Merasa semua orang sepertinya benar-benar asing dengan perubahannya ini. Elya lantas menghela napasnya. Ia menatap kedua bola mata Dana dengan tatapan sedikit kecewa. Padahal harapannya, tidak sampai Dana menuduhnya hendak menyogok. Ahh, keputusannya menuruti saran Mbok Dami sepertinya salah besar.
“Saya tidak bermaksud menyogok Pak Dana. Ini murni pemberian saya. Bolu pisang, ekhm..buatan saya sendiri. Kalau Pak Dana tidak suka, bisa dibuang. Saya permisi.”
“Tunggu!”
“Ada apalagi, Pak?”
“Kamu tidak ingin memastikan saya makan bolu buatan kamu ini?”
Elya menggeleng.
“Kamu yakin tidak ingin mendengar pujian saya?”
“Mana mungkin Pak Dana memuji saya. Kata Pak Dana, sikap saya naudzubillah.” Elya mengungkit-ungkit persoalan yang kemarin sempat membuat mereka berdua bertengkar. Dana tentu sudah antisipasi untuk hal yang satu ini. Wanita ‘kan memang sosok yang paling pandai dalam mengungkit suatu perkara. Tak peduli perkara kemarin, perkara lima tahun atau bahkan sepuluh tahun yang lalu. Haha!

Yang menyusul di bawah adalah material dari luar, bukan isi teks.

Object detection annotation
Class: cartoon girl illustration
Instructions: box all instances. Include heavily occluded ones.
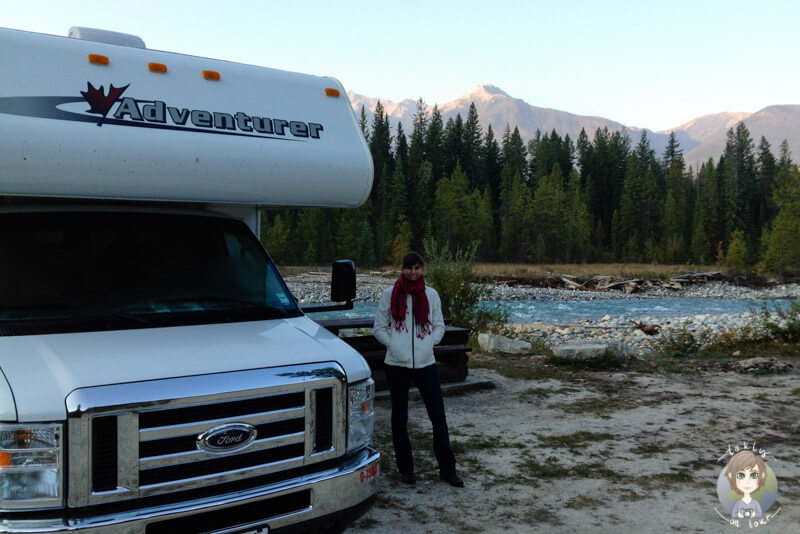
[725,450,767,519]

“Saya minta maaf untuk ucapan saya yang kemarin, Elya. Saya tidak bermaksud menyinggung perasaan kamu..”
“Tidak apa-apa. Sudah biasa, Pak Dana.”
Jawaban Elya yang cepat, tepat, dan juga penuh dengan ungkapan perasaannya itu seketika membuat Dana merasa semakin bersalah. Ia yang semula diam di tempatnya berdiri, kini mulai bergerak. Berjalan semakin dekat pada Elya. Hingga berdiri tepat di hadapan Elya. Sebelum itu, Dana sempat meraih kotak bekal yang Elya letakkan di meja kerjanya tadi.
Dana lantas menyodorkan kotak bekal yang ada di tangannya tersebut pada Elya.
Awalnya Elya terkejut, ia sama sekali tidak pernah membayangkan bahwa Dana akan menolak kudapan yang berhasil dibuatnya dari hasil jerih payahnya sendiri itu. Gadis itu menelan pil kekecewaan yang berhasil menggerogoti seluruh rasa percaya dirinya. Ia yang semula mengharapkan penilaian dari sosok Dana. Kini berubah haluan menjadi ingin sekali membuang kotak bekal itu di tong sampah.
Elya bersuara lirih, bermaksud meminta penjelasan dari tingkah Dana ini. Dengan menahan buliran air matanya agar tidak jatuh dan terlihat lemah. “Pak Dana tidak mau kue bolunya?”